Most starship "designers," however, are so stuck with conventional rules that they can only morph sacred shapes that must be kept, more or less, in the same sacred relation to one another. And this leads to uninspiring "innovations" like adding more nacelles and photon pods to "beef up" designs. It's all rather flat.
 
Anyone who has ever dabbled in designing SF hardware tends to lean heavily on the familiar, at least in the beginning. What they're doing really is little more than tweaking until they become more confident of their own ideas. Folks designing for an established universe will usually tend to do much the same because they don't want to risk alienating the audience with something too unfamiliar. This is pretty much the real reason we got the NX-01 rather than a Daedelus variant or a ringship or something rather like what you might see on Masao's Starfleet Museum website. The NX-01 didn't belong in the 22nd century in terms of credible lineage and many fans recognized that, but the show's creators and TPTB didn't have the nerve to risk going with anything other than a disk with nacelles.

Also when you're playing in someone else's sandbox you're more inclined to stick with what has been established rather than trying to shake things up. ENT should have been more daring in the tech it depicted, but instead it pretty much just mildly relabeled what was already familiar. In terms of going ahead they do pretty much the same thing. It could be argued that the 1701D should have been more advanced that what we saw, but there was a limit to how far they wanted to push the envelope.

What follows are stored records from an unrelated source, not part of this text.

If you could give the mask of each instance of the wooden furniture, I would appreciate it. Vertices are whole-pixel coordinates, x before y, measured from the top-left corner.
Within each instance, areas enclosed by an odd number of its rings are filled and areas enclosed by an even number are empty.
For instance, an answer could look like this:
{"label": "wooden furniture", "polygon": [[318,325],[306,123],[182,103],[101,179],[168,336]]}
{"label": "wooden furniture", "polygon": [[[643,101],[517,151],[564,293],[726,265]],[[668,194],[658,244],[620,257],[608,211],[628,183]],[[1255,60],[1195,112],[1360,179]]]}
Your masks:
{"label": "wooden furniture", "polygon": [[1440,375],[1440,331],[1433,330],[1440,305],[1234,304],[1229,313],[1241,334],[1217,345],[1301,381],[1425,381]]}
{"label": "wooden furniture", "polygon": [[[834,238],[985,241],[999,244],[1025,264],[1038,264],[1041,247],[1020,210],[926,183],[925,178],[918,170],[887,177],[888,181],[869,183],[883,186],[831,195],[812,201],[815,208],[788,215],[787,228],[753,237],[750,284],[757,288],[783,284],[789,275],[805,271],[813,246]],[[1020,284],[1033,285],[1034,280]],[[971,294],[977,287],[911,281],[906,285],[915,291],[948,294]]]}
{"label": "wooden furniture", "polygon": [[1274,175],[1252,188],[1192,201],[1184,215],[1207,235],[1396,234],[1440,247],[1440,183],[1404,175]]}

It isn't just in what we see but also in what is referenced. In TNG we heard references to Warp 8 and 9 and such which doesn't sound faster than what we heard in TOS, and yet we're supposed to believe the 1701D is faster than the TOS E. And yet in TOS the E in one instance reaches Warp 14.2 where in TNG warp 10 is as fast as it gets. All it would have taken was a reference to the warp scale being redefined to accommodate higher speeds from more advanced drive systems. But we got nothing.